Why I think it's a corrupt RSM database: I started Windows in Safe Mode and was able to get NTBackup running with no effort, but I got an error message that said Removable Storage Service is stopped, it will not run in Safe Mode. So I went and checked it in regular mode, and it was stopped, so I restarted it. It immediately stopped and said that It only runs when it has a job to do and won't stay started, even though the externam drive is plugged in (should this be running all the time anyway? Do writable drives count as removable storage?) I looked it up and found someone with a very similar problem, started it in Safe Mode, saw it wasn't running, couldn't start it, rebuilt the database and it worked fine. Does anyone with better knowledge of this problem know if I do this, will it fix my Seagate problem, too? Thanks!

Update: rebuilding the RSM worked for ntbackup, but still can't get seagate to recognize its own drive. How do I delete the software to reinstall it?

Was able to get a good installation of Seagate Manager in there...Deleting the old one was hard if not completely impossible because it did not show up in Add or Remove Programs. I essentially created a new folder and saved it there, then deleted the old folder and used CCleaner to delete the old registry values. I found out that the program wasn't recognized likely because Add/Remove Programs doesn't display programs with a registry value longer than 60 characters. Weird. Anyway, problem solved.

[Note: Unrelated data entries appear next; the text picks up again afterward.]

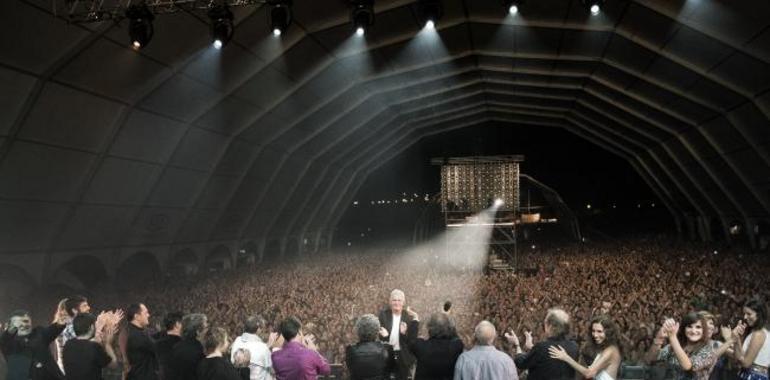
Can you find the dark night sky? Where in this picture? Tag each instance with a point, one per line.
(582, 172)
(579, 170)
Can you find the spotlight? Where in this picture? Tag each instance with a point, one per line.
(221, 25)
(430, 12)
(362, 15)
(280, 16)
(594, 6)
(513, 5)
(140, 28)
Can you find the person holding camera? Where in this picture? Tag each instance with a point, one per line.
(27, 348)
(298, 359)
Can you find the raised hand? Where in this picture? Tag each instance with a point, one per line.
(727, 333)
(557, 352)
(272, 339)
(309, 341)
(528, 343)
(510, 335)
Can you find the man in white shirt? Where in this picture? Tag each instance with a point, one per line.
(393, 331)
(260, 364)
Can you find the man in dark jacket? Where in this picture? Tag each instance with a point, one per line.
(436, 356)
(140, 349)
(27, 349)
(539, 363)
(369, 359)
(392, 333)
(188, 353)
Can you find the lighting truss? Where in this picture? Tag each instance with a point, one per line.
(472, 184)
(90, 11)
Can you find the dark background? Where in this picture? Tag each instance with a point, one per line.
(581, 172)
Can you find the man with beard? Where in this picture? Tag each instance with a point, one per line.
(27, 349)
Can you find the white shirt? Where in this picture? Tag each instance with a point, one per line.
(395, 330)
(260, 365)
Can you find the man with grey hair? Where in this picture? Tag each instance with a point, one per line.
(260, 364)
(369, 358)
(393, 322)
(484, 361)
(186, 354)
(537, 360)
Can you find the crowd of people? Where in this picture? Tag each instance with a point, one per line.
(646, 298)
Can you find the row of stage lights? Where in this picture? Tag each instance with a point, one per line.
(361, 18)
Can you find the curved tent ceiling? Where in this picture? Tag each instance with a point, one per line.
(270, 138)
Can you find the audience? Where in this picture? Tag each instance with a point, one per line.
(215, 366)
(140, 349)
(753, 355)
(260, 364)
(689, 354)
(484, 361)
(298, 359)
(393, 324)
(166, 340)
(84, 358)
(638, 282)
(369, 358)
(540, 363)
(27, 349)
(437, 355)
(186, 354)
(603, 341)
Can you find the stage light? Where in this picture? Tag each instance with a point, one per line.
(362, 15)
(513, 6)
(140, 28)
(222, 27)
(280, 16)
(594, 6)
(430, 12)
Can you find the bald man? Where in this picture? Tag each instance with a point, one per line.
(484, 361)
(537, 360)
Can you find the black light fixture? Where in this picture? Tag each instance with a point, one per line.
(513, 6)
(280, 16)
(594, 6)
(361, 15)
(430, 12)
(140, 28)
(222, 28)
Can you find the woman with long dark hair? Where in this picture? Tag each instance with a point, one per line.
(604, 340)
(754, 354)
(688, 353)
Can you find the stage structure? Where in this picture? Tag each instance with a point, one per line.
(470, 185)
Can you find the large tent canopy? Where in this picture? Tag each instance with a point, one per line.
(180, 148)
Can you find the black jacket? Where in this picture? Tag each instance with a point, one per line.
(386, 321)
(436, 357)
(369, 360)
(35, 348)
(184, 360)
(540, 364)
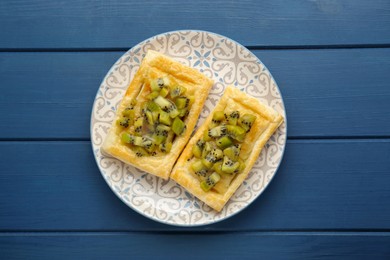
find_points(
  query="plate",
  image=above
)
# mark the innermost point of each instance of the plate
(228, 63)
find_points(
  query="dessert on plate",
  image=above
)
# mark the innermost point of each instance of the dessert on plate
(220, 155)
(157, 114)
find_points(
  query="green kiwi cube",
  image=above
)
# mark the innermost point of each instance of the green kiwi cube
(165, 118)
(210, 182)
(224, 142)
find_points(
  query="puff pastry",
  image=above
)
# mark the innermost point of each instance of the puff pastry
(156, 65)
(268, 120)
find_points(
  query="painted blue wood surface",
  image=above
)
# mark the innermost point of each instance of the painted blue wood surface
(329, 199)
(264, 245)
(327, 92)
(91, 24)
(321, 184)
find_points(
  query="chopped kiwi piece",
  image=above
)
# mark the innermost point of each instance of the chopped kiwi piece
(165, 147)
(128, 112)
(163, 103)
(127, 138)
(138, 126)
(212, 157)
(246, 121)
(210, 181)
(178, 126)
(229, 166)
(232, 152)
(147, 142)
(149, 117)
(158, 84)
(233, 117)
(152, 106)
(182, 102)
(165, 118)
(139, 151)
(123, 122)
(217, 131)
(183, 112)
(174, 112)
(206, 149)
(177, 91)
(199, 169)
(217, 167)
(224, 142)
(164, 92)
(152, 95)
(218, 117)
(236, 132)
(198, 148)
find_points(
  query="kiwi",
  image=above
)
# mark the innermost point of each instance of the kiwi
(217, 167)
(138, 126)
(182, 102)
(198, 148)
(164, 103)
(229, 166)
(177, 91)
(210, 181)
(233, 117)
(152, 95)
(224, 142)
(127, 138)
(218, 116)
(139, 151)
(149, 117)
(165, 118)
(123, 122)
(246, 121)
(183, 112)
(217, 131)
(199, 169)
(164, 92)
(232, 152)
(160, 134)
(128, 112)
(159, 83)
(178, 126)
(165, 147)
(236, 132)
(206, 149)
(212, 157)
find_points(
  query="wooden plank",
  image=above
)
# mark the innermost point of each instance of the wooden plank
(328, 184)
(201, 245)
(89, 24)
(327, 92)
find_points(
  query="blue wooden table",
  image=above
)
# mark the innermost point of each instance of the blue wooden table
(330, 197)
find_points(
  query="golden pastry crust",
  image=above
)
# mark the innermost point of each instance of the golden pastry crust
(156, 65)
(268, 120)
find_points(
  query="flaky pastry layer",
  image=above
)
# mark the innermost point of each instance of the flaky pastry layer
(268, 120)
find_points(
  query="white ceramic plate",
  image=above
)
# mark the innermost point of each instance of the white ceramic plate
(228, 63)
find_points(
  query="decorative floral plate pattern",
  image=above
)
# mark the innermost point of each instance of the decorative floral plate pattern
(228, 63)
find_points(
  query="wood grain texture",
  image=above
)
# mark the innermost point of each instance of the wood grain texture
(326, 92)
(119, 24)
(321, 185)
(268, 245)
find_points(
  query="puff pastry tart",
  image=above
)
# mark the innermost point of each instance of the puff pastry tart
(223, 150)
(157, 115)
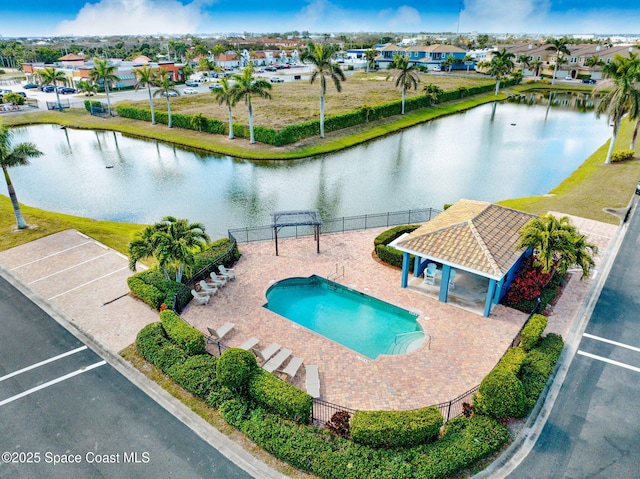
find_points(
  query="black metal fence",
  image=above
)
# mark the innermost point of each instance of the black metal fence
(336, 225)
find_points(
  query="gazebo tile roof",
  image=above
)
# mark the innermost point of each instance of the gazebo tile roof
(475, 235)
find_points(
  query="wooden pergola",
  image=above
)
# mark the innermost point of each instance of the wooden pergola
(282, 219)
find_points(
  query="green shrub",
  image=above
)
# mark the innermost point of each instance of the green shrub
(282, 397)
(396, 428)
(500, 395)
(235, 368)
(622, 155)
(150, 339)
(145, 292)
(183, 334)
(512, 360)
(532, 331)
(197, 374)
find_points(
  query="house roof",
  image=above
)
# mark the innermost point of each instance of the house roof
(472, 235)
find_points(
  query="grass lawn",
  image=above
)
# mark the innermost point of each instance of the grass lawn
(591, 187)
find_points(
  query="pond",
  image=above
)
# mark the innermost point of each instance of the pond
(491, 152)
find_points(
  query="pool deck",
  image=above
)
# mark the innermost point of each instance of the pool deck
(86, 282)
(464, 346)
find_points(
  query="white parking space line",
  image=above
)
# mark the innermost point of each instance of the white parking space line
(70, 267)
(50, 255)
(87, 283)
(609, 341)
(42, 363)
(52, 382)
(609, 361)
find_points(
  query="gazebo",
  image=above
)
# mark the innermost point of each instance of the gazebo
(476, 237)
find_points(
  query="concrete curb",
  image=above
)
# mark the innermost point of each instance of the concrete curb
(526, 439)
(227, 447)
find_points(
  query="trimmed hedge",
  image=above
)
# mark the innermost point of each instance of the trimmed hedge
(197, 374)
(465, 442)
(390, 255)
(532, 331)
(396, 428)
(500, 395)
(292, 133)
(145, 292)
(281, 397)
(512, 360)
(183, 334)
(235, 368)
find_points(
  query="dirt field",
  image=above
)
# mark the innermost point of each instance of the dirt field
(295, 102)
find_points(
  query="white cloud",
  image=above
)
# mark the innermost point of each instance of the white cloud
(122, 17)
(498, 16)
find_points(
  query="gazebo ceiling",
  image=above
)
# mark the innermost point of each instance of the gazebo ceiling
(473, 235)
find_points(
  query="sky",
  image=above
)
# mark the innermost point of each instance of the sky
(132, 17)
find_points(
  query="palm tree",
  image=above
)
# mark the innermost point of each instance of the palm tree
(173, 242)
(501, 64)
(165, 89)
(560, 46)
(14, 156)
(557, 243)
(225, 95)
(370, 56)
(146, 78)
(321, 56)
(104, 73)
(405, 75)
(51, 76)
(618, 95)
(246, 86)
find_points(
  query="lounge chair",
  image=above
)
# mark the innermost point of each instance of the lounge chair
(201, 298)
(221, 332)
(207, 288)
(276, 361)
(313, 381)
(249, 343)
(430, 273)
(452, 277)
(264, 355)
(290, 371)
(219, 281)
(228, 273)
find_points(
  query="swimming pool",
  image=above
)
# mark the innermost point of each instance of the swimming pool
(355, 320)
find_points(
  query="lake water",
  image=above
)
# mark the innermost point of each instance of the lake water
(486, 154)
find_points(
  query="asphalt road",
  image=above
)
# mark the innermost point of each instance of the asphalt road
(592, 431)
(75, 416)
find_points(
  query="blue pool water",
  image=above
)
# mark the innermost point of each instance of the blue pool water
(358, 321)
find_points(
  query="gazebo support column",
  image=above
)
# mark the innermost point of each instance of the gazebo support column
(490, 292)
(405, 269)
(444, 283)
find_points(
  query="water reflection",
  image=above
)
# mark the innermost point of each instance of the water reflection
(490, 153)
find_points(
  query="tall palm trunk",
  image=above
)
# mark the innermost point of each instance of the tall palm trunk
(230, 124)
(153, 113)
(616, 125)
(106, 89)
(321, 115)
(14, 200)
(252, 140)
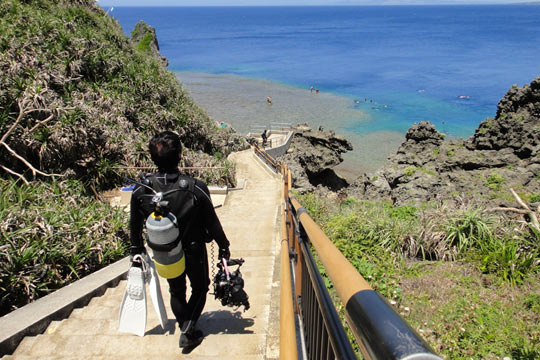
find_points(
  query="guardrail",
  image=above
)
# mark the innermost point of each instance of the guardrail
(379, 331)
(276, 166)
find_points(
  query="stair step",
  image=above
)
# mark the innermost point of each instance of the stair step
(147, 347)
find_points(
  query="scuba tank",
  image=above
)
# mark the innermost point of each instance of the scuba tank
(164, 240)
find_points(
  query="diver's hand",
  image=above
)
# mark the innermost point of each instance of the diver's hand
(136, 250)
(224, 253)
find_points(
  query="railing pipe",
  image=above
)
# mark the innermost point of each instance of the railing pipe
(287, 342)
(379, 330)
(327, 314)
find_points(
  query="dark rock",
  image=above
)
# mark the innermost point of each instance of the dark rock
(145, 39)
(504, 152)
(312, 156)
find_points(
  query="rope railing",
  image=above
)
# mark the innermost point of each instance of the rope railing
(379, 331)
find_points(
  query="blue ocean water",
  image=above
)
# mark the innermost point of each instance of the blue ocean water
(400, 64)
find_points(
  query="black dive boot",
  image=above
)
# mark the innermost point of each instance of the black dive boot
(191, 338)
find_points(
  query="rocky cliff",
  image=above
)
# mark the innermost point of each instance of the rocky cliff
(504, 153)
(311, 157)
(145, 39)
(79, 99)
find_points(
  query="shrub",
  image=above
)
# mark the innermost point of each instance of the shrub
(468, 231)
(495, 181)
(50, 236)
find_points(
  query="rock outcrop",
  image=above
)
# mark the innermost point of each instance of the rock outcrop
(145, 39)
(504, 152)
(312, 156)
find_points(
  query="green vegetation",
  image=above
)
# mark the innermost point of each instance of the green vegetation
(51, 235)
(409, 171)
(495, 181)
(88, 101)
(468, 283)
(79, 100)
(534, 197)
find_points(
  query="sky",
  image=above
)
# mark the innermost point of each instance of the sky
(104, 3)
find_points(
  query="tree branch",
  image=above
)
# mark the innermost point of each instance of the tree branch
(16, 174)
(532, 215)
(30, 166)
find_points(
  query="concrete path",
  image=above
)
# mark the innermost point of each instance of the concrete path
(250, 218)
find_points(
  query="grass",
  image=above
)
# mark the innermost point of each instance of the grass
(107, 98)
(50, 236)
(468, 283)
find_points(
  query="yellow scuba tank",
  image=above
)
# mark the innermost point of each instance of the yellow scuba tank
(163, 239)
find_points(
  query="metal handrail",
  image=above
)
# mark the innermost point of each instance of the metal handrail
(267, 158)
(379, 330)
(287, 332)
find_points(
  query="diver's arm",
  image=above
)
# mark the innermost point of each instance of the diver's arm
(136, 220)
(209, 216)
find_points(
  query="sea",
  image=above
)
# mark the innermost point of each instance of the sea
(366, 72)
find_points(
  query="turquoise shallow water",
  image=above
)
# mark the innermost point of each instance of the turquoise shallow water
(241, 102)
(446, 64)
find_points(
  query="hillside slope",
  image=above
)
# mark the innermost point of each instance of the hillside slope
(77, 98)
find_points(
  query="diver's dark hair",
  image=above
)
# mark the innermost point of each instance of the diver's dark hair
(165, 149)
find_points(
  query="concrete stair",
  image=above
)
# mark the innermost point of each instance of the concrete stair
(250, 220)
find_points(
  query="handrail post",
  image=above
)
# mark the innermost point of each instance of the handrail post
(287, 338)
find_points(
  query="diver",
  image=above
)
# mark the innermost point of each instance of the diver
(197, 224)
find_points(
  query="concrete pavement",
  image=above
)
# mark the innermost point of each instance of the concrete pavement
(250, 218)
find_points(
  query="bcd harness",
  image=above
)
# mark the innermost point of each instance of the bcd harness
(164, 229)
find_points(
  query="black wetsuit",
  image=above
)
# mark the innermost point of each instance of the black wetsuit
(204, 226)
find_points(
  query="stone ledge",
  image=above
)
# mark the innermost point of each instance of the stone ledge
(33, 319)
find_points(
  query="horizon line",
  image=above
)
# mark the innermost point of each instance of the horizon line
(333, 5)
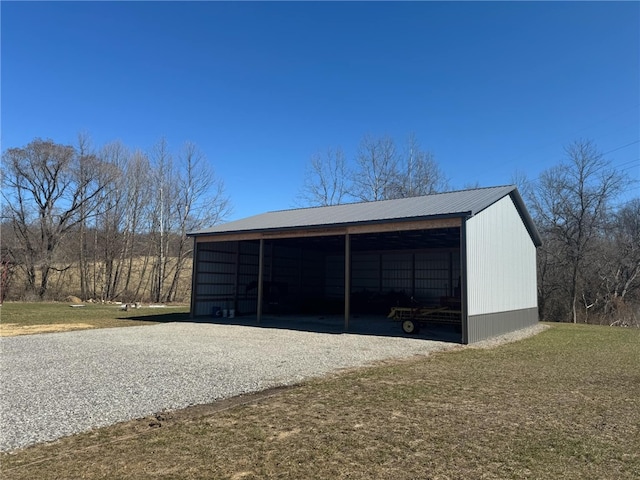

For anyone else who experiences the NTBackup problem and want to rebuild your RSM database, here is how to do it. First, use Computer Management to ensure the Removable Storage Service is stopped and won't start. Then, go to %systemroot%\System32\ntmsdata and copy the contents to another folder, then delete the contents in the ntms folder. Go back to services and start the removable storage service again, and Windows Backup should be fine.